As a society, perhaps we have forgotten the sacredness of our bodies. Through our bodies, we were created in the image and likeness of God. Jesus was incarnated to be one of us in his own earthly human body. When Jesus ascended into heaven, he left us his very own body and blood as a remembrance of him. As humans, we are body and soul composites, and the tragedy of death is the separation of our bodies from our souls.
Is it any wonder that, almost 50 years after the legalization of abortion in America, and the loss of more than 60 million little bodies, we have also lost an understanding and appreciation of the true nature of the Eucharist, Jesus’ very own body and blood? Could these be connected? It’s hard to imagine that they are not.
In the same way that we have divorced the reality of a child from their body in their mother’s womb, we have also detached the reality of our Lord and savior Jesus Christ from the Eucharist. Jesus’ mission to reunite heaven and earth, to heal the tragedy of the separation of body and soul in death, began as a vulnerable child in the womb of his mother, Mary. But incarnation alone was not enough. His mission culminated in his Passion; his suffering and death were a prerequisite to the resurrection.

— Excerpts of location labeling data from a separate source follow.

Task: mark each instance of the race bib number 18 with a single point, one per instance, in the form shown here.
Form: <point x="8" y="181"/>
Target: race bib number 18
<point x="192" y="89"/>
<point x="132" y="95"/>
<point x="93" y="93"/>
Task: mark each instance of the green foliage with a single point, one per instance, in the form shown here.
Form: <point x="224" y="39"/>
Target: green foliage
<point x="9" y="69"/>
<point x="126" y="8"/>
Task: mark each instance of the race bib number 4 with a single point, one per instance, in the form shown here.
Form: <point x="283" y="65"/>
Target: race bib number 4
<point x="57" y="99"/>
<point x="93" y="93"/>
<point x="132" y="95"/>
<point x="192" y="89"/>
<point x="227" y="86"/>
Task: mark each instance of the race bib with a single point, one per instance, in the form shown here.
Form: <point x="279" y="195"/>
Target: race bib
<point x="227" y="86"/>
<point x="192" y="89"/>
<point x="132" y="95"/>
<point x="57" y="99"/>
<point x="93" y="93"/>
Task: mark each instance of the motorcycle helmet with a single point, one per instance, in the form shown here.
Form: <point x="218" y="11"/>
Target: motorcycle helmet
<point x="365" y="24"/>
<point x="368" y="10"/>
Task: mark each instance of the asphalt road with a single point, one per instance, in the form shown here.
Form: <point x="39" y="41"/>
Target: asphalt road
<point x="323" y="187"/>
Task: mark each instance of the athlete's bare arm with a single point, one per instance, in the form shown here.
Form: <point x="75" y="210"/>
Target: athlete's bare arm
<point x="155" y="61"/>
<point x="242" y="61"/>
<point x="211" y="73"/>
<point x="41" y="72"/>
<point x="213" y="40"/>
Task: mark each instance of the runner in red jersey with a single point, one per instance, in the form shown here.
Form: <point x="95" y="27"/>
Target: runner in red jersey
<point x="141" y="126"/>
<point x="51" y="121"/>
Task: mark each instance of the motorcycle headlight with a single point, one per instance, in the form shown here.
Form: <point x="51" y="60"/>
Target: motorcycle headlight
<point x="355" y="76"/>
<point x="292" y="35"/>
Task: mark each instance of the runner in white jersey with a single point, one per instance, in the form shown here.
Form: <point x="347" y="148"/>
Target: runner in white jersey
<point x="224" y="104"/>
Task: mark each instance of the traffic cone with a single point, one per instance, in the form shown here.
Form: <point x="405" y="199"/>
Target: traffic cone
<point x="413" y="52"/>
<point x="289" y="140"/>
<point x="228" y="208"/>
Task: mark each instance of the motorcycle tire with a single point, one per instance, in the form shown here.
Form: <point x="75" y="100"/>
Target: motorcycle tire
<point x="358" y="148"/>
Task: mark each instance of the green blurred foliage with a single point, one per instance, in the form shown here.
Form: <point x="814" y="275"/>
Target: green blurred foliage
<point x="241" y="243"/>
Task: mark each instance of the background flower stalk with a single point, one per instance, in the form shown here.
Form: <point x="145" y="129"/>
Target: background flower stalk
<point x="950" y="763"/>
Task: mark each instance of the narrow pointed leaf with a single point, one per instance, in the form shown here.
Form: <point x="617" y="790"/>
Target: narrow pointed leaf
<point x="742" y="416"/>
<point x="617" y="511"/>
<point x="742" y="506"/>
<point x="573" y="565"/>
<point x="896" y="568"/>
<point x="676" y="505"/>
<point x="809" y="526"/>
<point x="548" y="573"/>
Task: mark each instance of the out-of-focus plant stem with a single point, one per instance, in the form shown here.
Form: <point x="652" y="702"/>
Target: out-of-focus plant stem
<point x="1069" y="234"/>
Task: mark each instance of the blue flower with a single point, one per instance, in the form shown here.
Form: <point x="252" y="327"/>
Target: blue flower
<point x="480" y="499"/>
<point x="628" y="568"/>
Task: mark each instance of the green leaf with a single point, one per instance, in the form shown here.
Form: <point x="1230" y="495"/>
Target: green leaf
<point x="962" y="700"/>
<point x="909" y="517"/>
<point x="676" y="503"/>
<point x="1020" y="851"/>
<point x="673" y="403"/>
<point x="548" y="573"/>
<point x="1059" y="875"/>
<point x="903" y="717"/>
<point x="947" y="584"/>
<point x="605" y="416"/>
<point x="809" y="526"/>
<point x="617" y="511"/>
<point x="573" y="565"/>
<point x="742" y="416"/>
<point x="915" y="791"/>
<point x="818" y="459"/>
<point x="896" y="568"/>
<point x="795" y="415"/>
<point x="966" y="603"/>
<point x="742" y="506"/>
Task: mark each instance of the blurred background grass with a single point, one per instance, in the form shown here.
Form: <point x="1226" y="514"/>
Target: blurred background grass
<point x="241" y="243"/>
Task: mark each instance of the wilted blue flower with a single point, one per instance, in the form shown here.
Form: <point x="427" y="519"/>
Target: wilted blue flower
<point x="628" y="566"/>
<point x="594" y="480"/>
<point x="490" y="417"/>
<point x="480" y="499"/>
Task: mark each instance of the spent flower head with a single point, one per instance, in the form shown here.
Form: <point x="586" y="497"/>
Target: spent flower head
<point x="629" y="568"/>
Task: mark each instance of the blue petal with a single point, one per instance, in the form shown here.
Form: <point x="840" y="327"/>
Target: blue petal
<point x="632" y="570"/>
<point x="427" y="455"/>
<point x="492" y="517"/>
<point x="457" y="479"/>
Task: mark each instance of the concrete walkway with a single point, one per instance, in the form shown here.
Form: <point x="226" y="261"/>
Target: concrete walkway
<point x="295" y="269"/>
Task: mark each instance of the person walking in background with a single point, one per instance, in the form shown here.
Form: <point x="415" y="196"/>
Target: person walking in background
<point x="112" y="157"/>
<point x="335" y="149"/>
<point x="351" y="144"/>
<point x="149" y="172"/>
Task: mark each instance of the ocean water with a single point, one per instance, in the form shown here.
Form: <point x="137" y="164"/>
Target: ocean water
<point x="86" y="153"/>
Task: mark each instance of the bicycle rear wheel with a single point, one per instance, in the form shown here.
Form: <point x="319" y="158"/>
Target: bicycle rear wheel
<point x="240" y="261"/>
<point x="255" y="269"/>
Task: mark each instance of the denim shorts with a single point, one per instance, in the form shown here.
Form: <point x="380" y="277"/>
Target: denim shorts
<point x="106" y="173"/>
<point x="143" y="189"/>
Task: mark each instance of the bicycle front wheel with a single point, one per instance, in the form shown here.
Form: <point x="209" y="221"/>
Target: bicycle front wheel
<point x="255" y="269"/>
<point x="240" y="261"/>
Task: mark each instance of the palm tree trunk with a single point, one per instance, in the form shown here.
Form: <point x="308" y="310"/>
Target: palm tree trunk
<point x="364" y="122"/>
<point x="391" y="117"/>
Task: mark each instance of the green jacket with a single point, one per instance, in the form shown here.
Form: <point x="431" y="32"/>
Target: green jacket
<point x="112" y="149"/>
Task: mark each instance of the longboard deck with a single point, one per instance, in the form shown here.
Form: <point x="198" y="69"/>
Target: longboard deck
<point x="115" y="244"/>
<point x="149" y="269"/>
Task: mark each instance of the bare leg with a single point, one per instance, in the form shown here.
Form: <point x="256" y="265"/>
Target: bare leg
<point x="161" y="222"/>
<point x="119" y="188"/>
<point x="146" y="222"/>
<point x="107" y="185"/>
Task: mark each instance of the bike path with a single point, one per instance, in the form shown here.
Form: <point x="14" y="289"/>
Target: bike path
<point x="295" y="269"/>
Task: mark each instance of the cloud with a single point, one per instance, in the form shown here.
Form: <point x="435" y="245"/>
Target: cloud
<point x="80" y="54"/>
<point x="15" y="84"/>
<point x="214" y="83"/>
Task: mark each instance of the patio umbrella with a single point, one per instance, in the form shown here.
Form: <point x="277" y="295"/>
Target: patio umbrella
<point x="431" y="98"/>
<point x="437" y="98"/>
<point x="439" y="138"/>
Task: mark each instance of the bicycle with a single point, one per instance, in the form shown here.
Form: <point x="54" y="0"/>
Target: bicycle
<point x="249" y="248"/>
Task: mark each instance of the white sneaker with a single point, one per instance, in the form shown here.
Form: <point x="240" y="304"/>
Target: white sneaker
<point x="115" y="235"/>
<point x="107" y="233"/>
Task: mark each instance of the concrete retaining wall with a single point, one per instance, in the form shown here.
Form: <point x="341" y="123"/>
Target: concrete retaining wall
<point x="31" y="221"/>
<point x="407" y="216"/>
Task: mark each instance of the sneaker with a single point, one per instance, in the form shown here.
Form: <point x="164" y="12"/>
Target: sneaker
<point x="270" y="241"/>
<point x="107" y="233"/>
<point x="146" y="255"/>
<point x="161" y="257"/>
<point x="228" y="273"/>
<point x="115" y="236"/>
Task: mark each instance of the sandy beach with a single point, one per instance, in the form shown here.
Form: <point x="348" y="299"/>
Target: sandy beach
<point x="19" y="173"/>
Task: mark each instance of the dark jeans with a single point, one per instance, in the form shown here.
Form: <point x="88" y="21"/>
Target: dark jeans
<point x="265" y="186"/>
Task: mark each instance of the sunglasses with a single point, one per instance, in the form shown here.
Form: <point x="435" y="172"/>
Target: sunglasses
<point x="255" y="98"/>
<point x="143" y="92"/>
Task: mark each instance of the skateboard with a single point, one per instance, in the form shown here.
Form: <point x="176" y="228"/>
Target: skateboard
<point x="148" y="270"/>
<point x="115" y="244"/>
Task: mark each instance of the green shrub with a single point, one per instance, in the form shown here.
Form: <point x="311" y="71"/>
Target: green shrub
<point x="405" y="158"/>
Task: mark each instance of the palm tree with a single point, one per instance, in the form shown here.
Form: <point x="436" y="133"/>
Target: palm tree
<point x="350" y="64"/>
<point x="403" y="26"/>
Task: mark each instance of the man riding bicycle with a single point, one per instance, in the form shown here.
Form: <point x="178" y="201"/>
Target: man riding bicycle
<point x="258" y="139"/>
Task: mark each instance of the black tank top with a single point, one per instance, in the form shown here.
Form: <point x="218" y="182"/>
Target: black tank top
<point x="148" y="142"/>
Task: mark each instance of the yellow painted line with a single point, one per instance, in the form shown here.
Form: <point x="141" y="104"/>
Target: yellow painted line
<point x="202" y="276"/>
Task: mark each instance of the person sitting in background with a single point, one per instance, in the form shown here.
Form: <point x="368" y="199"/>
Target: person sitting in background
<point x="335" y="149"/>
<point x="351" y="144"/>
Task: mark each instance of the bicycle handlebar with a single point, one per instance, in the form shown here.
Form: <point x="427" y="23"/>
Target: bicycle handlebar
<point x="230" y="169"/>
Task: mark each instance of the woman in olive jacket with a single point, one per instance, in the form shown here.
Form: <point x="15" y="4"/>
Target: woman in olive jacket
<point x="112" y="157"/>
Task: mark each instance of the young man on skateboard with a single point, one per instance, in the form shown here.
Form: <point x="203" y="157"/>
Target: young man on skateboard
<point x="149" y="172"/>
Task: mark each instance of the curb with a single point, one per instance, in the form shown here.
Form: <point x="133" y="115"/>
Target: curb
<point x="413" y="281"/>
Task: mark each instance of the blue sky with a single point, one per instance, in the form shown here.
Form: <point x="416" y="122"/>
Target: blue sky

On the road to Emmaus, Jesus explained the necessity of his suffering to the disciples, before he gave them Holy Communion. As the angels know, both suffering and Eucharist are a participation in the life of Jesus. And just as he laid down his life for us, we are called to lay down our own lives.
St. John Paul the Great tells us that “Suffering is present in the world in order to release love.” Nowhere is this more tangible than in the love of a mother who carries a child to term, especially amidst difficulty. We have lost so much sight of that today. When a woman faces the anticipated suffering of an unplanned or difficult pregnancy or difficult situation in life, she is given the message that she can avoid that suffering, not by laying down her own life, but by laying down the life of her child. She is encouraged to think “My body, my choice.”
Carrying an unwanted pregnancy to term is considered to be unnecessary suffering, to be avoided at all costs. A suffering to be avoided through what is euphemistically termed “reproductive health care.” And yet the women and men who seek healing in the Rachel‘s Vineyard Retreat found that their suffering did not end with an abortion, rather it began a new chapter of deeper and far more painful suffering. An emotional and spiritual suffering that often lasts for decades.
Ironically, the suffering that an abortion purports to avoid is something the angels would do anything to be able to participate in. Perhaps they would laugh at the thought that carrying a child could be considered to be suffering. More likely they would cry. What a crazy world we live in that the Gift of Life could be considered to be the ultimate in suffering.
As our diocese prepares to begin the three year Eucharistic Revival, I have to wonder if there would be any need for revival in Eucharistic belief if we had never lost our belief of the gift of the life of a child’s body in their mother’s womb. Let us pray that a renewed belief of Jesus’ presence in the Eucharist will recall our sense of the sacredness of our own bodies, that all mothers will find joy in the presence of their unborn child, and that all those who have been wounded by abortion find healing in the Rachel’s Vineyard retreats of the future.